I try each morning, when I first wake up to remember how it felt to be in his bed when I stayed with him, to slip out of it quietly and softly step across his floor so as not to wake him, to get to the shower before him so that when he woke I was already showered, dressed and looking presentable.
When I smell coffee I remind myself how he likes his coffee beans ground for 1 and 2 and 3 and 4 and 5 and 6 seconds, how he likes it made with heaped spoonfuls of ground Italian Roast in his coffee maker, how I would present his cup on a table with the handle facing him so that he didn't have to turn the cup at all before he could drink.
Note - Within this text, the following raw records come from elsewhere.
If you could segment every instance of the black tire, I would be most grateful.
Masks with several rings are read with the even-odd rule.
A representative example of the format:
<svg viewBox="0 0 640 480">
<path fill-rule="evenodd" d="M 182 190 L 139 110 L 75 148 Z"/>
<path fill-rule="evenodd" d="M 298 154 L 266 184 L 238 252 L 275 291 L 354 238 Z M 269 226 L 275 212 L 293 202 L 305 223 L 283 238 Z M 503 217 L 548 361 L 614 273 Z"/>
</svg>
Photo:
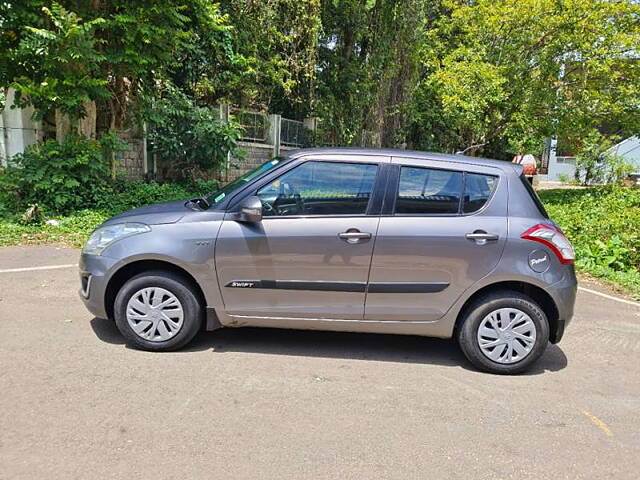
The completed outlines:
<svg viewBox="0 0 640 480">
<path fill-rule="evenodd" d="M 182 327 L 166 341 L 146 340 L 138 336 L 127 322 L 126 309 L 129 299 L 146 287 L 160 287 L 168 290 L 177 297 L 182 306 Z M 163 271 L 141 273 L 128 280 L 116 295 L 113 311 L 118 330 L 125 337 L 127 344 L 154 352 L 178 350 L 184 347 L 200 330 L 204 315 L 202 305 L 190 283 L 178 275 Z"/>
<path fill-rule="evenodd" d="M 517 308 L 531 318 L 536 328 L 536 340 L 527 356 L 515 363 L 498 363 L 485 356 L 478 344 L 477 333 L 482 320 L 499 308 Z M 473 302 L 463 314 L 458 328 L 458 343 L 469 361 L 479 370 L 501 375 L 513 375 L 527 370 L 544 353 L 549 343 L 549 321 L 544 311 L 530 297 L 510 290 L 487 294 Z"/>
</svg>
As I paint my nails I do so while setting the specific purpose in my mind that every time I look down and see the colour that they are I will think of how beautiful it is to have the chance to be pleasing for him.
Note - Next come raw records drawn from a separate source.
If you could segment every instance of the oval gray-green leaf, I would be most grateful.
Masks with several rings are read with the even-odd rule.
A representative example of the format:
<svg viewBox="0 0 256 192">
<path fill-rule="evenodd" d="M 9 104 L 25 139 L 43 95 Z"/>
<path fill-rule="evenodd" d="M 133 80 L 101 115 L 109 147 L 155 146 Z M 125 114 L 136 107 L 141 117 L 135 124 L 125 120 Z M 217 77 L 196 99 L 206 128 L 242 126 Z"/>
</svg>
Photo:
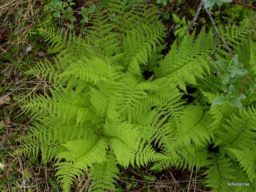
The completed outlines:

I set my watch 14 minutes fast to remind myself that he is in a timezone 14 hours behind where I am, and that even though I am geographically separated from him, my mind can still be aligned to his will.
I use a soap that reminds me a little of his aftershave and when I smell it on my skin I remember how blessed I truly am to have met him in person that first night, and for the time we have so far shared together, in person, on the phone and over the internet.
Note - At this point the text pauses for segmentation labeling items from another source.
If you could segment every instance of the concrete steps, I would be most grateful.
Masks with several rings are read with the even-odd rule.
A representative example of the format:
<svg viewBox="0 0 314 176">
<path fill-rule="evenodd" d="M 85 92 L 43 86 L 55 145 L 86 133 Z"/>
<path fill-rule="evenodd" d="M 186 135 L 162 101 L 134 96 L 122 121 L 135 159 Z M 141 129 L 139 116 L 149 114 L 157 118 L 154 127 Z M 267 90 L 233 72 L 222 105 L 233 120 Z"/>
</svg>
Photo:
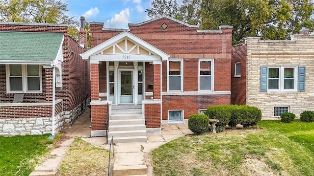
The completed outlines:
<svg viewBox="0 0 314 176">
<path fill-rule="evenodd" d="M 113 136 L 113 142 L 119 143 L 146 142 L 145 121 L 142 114 L 142 105 L 119 105 L 111 107 L 109 120 L 108 142 Z"/>
</svg>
When I wear a belt (which isn't often, because I usually wear skirts and not pants) I pull it on really really tight and every time I feel conscious of it during the day I remember how amazing it is to have been held by him, wrapped in his arms and that I am loved.
But most helpful of all for me is that when I feel my mind slipping from being fixed on his pleasure and his will I find a quiet place, I get on my knees and press my face to the floor. I breath slowly and deeply and tell myself out loud that I am a worthless babyc*nt, that I was born to serve my Daddy and that I am nothing without him to serve. I am lower than the very ground and exist only to be pleasure and service for him. And I thank him for that.